Gagarin fece il suo volo. Era il primo, in assoluto.
Quando vide dal Vzor della Vostok il suo cielo, gli sembrò preparato apposta per lui, un campo seminato come i campi che aveva visto da piccolo – quelle cose sì, durano tutta una vita – ma non chi seminava. Chi aveva seminato c'era già stato, ma non era lì: il campo, ora che era pieno, era abbandonato.
Lo colpì il buio abissale che pareva tirare le ombre fin fuori alla nave, ad ogni rotazione dell'abitacolo. Era una luna in miniatura che compiva la sua nascita e morte in cento minuti circa. Fu un'escursione tra luce e ombra, quel primo passo dell'uomo oltre la sua stessa mente.
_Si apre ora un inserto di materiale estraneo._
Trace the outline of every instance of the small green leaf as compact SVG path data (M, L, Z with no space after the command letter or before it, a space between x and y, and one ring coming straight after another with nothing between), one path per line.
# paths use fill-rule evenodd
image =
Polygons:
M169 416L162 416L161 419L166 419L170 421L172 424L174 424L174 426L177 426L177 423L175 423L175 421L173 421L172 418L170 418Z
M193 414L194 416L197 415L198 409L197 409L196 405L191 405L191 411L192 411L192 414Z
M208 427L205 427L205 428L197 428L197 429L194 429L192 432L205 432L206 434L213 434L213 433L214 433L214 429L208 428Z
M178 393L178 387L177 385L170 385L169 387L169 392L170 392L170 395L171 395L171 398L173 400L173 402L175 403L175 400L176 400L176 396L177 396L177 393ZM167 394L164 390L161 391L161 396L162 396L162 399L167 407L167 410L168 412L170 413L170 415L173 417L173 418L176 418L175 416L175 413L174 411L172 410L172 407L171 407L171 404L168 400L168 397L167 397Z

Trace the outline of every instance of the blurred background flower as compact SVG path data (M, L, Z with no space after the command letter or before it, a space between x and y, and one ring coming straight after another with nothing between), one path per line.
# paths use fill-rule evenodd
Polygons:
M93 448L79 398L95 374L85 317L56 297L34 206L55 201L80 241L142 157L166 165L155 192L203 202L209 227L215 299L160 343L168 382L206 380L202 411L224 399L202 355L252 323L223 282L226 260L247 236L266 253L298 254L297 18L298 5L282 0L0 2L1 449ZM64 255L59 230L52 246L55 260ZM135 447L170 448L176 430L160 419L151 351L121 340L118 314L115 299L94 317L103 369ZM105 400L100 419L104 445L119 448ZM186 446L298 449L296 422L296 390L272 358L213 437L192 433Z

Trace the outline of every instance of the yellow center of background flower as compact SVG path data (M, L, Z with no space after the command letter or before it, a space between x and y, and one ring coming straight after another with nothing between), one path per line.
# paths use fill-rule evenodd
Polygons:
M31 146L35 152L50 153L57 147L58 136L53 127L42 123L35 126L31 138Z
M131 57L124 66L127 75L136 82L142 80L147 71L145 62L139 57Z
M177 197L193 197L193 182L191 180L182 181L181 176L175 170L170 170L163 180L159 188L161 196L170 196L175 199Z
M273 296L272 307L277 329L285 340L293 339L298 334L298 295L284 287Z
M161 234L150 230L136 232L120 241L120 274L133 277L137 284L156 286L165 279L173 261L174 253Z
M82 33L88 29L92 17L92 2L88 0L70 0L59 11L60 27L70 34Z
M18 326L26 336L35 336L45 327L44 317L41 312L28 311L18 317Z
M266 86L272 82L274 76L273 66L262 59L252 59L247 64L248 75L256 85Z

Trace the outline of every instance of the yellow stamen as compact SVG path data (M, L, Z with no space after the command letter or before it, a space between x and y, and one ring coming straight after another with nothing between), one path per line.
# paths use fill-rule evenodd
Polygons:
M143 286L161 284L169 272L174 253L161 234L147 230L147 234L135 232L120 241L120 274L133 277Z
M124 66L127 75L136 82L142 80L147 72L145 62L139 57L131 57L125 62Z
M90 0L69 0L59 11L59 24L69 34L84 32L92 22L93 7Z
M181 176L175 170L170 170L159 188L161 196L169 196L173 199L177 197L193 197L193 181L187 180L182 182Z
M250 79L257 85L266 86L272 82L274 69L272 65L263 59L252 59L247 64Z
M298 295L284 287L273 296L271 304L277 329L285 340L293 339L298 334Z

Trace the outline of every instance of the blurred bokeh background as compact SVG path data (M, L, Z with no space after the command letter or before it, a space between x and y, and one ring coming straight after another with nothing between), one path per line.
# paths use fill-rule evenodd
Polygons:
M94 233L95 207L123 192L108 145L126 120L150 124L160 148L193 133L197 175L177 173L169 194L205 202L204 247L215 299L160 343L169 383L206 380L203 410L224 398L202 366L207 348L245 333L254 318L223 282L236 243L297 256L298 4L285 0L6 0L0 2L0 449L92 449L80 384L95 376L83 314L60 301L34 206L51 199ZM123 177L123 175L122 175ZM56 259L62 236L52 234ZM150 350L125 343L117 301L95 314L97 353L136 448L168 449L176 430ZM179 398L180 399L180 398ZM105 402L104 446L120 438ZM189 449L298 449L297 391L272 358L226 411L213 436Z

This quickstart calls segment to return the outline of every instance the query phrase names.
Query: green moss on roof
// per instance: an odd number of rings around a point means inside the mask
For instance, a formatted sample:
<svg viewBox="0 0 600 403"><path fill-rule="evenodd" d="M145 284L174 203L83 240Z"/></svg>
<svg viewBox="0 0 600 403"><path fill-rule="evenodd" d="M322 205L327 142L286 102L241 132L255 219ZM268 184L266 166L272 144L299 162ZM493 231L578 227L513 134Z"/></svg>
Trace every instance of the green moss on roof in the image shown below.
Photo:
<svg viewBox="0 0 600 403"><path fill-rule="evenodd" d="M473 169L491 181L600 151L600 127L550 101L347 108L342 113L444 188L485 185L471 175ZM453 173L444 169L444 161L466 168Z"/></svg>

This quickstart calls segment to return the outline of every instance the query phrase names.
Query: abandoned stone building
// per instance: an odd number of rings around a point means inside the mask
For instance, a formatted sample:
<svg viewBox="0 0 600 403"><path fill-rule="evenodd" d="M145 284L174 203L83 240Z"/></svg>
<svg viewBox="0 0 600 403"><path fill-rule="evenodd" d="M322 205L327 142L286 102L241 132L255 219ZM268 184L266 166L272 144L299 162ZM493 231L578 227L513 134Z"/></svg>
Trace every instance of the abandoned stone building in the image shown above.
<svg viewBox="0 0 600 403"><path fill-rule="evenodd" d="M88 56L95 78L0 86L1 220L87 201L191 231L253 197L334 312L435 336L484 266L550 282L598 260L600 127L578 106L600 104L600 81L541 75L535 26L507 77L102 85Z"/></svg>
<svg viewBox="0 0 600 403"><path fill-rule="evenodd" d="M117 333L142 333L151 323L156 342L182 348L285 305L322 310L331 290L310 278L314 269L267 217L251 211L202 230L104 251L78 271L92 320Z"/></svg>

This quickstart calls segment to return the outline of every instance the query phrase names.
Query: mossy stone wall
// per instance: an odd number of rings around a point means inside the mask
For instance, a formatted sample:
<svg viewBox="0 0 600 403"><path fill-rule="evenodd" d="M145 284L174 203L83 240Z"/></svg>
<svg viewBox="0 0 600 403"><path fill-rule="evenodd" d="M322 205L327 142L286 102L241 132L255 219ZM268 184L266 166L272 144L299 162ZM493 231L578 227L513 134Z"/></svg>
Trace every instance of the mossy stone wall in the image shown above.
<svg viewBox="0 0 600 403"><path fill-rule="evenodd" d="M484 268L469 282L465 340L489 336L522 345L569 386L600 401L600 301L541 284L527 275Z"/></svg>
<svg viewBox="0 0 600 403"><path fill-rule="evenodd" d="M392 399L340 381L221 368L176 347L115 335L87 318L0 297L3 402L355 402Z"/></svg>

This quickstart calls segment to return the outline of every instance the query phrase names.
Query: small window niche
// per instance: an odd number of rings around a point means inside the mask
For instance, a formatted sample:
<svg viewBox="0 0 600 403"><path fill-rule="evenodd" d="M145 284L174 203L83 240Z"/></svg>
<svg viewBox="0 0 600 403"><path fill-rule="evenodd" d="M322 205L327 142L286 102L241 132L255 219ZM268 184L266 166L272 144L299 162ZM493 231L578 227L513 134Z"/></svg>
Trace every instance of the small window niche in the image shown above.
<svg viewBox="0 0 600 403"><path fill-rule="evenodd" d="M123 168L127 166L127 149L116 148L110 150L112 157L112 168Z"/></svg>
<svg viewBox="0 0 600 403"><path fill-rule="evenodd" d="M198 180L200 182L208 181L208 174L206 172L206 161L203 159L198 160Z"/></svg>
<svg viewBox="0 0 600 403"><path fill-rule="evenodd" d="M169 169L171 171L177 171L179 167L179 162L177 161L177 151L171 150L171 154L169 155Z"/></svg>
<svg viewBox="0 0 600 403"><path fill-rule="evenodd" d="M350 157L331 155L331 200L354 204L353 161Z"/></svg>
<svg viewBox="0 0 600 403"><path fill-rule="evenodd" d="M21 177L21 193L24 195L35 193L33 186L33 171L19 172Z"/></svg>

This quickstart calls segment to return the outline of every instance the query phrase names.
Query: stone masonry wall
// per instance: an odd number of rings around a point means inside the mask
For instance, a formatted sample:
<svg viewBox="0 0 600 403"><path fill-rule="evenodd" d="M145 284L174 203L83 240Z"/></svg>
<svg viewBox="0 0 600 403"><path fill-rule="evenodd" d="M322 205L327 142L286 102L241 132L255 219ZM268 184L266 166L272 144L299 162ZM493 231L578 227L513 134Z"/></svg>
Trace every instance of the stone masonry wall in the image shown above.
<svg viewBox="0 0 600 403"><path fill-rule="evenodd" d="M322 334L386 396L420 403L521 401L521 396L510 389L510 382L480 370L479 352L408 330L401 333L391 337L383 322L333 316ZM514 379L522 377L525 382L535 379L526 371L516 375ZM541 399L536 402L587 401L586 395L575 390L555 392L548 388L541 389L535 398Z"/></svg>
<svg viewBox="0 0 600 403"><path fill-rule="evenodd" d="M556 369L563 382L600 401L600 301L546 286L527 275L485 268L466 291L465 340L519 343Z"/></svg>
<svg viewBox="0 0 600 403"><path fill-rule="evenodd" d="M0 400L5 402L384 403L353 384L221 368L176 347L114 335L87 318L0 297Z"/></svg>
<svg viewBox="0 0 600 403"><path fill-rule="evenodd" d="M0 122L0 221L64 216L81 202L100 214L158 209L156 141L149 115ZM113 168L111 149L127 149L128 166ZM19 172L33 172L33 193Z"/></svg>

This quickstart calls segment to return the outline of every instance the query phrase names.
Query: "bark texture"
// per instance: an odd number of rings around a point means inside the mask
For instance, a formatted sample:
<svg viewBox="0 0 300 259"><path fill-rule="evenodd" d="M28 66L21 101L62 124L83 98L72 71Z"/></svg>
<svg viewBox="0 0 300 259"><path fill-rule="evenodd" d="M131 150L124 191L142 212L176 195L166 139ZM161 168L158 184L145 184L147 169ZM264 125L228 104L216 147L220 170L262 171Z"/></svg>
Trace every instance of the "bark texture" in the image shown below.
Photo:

I suoi occhi avevano come unico riferimento quelli puntati degli spettatori che invano scrutavano il cielo per poter vedere chi c'era lassù, e lo strumentino cardanico, quella piccola finestrina che dava su una terra dipinta che oscillava paurosamente e, ansiosa, tremava sotto l'abitacolo-pedina. Sopra c'era il vuoto che occupava più lo sguardo che i pensieri raccolti al lancio, con gli occhi bassi; avrà pensato mille cose Gagarin, vedendo il cielo uniforme e la sua casa sterminata e ancora troppo vicina. Questo volo gli sarà piaciuto più dei precedenti per la diversità del cielo che osservava: fu il cielo il vero protagonista, incomunicabilmente nero e vivo. Come per tutti i Russi, fu per gli altri uno spettacolo ridotto a poche, intense parole.